S) "16 So I said, 'Wisdom is better than strength.' But the wisdom of the poor man is despised and his words are not heeded."
Ecclesiastes 9:16 (NASB)
O) This was a conclusion after retelling a parable about a wise man who (might have) delivered a besieged city. Apparently, the translation of v.15 is ambiguous. Whether the city was overcome, which was evidence that they didn't heed his words, or the city was delivered and he was forgotten, and the forgetting of him was the evidence that they didn't heed his words, one way or the other, the writer makes a very good point. Often, the person who gives wisdom is judged before the words are ever spoken, and so the wisdom (or strength or deliverance) those words might hold, is never actually heard.

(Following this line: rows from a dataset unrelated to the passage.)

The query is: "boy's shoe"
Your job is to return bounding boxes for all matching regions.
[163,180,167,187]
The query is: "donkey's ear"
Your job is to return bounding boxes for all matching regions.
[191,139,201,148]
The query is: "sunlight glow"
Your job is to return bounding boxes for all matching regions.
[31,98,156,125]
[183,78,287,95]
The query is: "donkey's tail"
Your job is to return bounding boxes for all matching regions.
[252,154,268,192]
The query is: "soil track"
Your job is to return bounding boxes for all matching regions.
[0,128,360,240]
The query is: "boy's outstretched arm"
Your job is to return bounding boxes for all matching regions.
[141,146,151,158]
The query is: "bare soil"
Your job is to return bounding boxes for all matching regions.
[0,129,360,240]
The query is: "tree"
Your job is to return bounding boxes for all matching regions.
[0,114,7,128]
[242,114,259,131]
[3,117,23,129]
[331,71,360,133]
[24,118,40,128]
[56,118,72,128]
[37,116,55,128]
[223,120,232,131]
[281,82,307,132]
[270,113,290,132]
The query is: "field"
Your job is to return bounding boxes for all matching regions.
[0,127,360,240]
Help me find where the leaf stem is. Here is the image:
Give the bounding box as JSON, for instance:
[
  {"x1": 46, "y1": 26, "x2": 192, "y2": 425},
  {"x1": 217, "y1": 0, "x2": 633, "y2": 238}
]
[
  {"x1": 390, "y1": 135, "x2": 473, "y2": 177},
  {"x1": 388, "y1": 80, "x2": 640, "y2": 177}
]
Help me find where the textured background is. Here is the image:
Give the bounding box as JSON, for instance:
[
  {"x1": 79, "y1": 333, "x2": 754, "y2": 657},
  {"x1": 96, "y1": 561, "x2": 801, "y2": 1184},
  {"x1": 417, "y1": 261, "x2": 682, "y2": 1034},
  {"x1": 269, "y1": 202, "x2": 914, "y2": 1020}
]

A) My first thought betrayed my own fault about this verse. Initially, I thought this could really be used to support the pursuit of formal education. However, I know that I have an insecurity sometimes, about my lack of a college education. In reality, God is not bound by my worldly credentials. At the root of my concerns, should be the glory of God. If I want to help people, if I want to counsel a husband about his marriage, and I want to do it so that God is glorified, then God can prepare that man to hear my words, and God can give me wisdom to speak. This is not to say I should neglect education, but I also can't be silent or sorry about it. More to the point, I need to see this verse as a warning. Too often, I have caught myself judging a person's point of view based on factors beyond the words they are actually saying. A divorced man can speak wisely about marriage; I have heard it. A bankrupt man can speak wisely about finances; I have heard it. Over the years, God has helped me with this prejudice, to hear people with more compassion and less bias. Sometimes there is still a human, sinful, tempting attitude to dismiss a person's opinion before they give it, but this verse reminds me not to do that. Real wisdom comes from God, and He uses the weak to confound the strong, and the simple to confound the wise.

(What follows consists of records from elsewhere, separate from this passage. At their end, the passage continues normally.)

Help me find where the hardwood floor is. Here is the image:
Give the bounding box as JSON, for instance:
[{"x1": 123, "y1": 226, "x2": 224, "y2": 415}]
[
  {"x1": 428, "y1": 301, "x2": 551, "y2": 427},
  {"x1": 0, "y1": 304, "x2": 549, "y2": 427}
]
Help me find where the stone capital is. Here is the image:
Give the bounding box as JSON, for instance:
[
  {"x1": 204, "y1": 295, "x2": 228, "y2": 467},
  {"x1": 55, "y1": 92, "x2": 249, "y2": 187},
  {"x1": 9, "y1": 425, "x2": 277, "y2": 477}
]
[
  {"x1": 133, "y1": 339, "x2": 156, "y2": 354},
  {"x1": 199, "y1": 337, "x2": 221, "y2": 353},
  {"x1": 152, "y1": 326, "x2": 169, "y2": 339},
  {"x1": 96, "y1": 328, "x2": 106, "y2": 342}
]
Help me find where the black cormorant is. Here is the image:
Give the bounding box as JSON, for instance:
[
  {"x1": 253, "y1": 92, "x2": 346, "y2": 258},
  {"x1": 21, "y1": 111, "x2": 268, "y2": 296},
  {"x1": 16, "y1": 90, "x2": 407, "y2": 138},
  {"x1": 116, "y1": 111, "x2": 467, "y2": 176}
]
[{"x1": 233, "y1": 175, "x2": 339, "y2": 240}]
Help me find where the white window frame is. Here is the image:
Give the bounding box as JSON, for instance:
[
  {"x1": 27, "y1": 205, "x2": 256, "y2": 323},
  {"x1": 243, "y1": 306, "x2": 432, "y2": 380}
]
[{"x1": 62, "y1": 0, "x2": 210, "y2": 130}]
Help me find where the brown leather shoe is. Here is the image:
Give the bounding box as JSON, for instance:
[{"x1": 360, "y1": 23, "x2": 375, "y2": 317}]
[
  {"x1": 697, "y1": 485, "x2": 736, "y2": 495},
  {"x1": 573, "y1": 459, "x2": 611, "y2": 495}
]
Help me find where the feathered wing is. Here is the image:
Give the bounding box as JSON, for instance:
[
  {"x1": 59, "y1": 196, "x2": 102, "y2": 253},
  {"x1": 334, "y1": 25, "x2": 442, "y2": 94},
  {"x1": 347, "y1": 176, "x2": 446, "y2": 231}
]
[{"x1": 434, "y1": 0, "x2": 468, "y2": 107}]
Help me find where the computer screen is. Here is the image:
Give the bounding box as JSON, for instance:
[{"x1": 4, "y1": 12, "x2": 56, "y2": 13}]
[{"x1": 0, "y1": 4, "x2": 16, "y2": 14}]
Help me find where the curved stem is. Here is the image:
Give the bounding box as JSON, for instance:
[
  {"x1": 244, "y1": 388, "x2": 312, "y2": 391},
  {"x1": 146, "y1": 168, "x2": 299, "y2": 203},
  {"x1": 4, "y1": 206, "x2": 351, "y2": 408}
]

P) Father, thank You for the continuing work of grace in me. Thank You for the process of sanctification, and how You work holiness into me, and lead me in righteousness for Your name's sake. I look back and I'm so thankful that who I was is not who I am. And I look at myself now, and see so many shortcomings, but I have hope that You are not finished with me, yet. Please continue to soften my heart, to make me more teachable and humble. I want to hear a man's opinion, fully and completely, before I attempt to weigh it or discern the merit of it. I know my own shortcomings, my own lack, but I still know that You have given me insights and wisdom about some things. I know what it means to be dismissed because of preconceived notions about qualified opinions. I don't ever want to be that kind of discourager, Lord. Not to mention, I never want to miss wisdom You may be trying to teach me, because it is coming by an unconventional or unlikely source. Teach me to listen, Father God. I want to glorify You in the way I hear people. In Jesus's name I pray. Amen.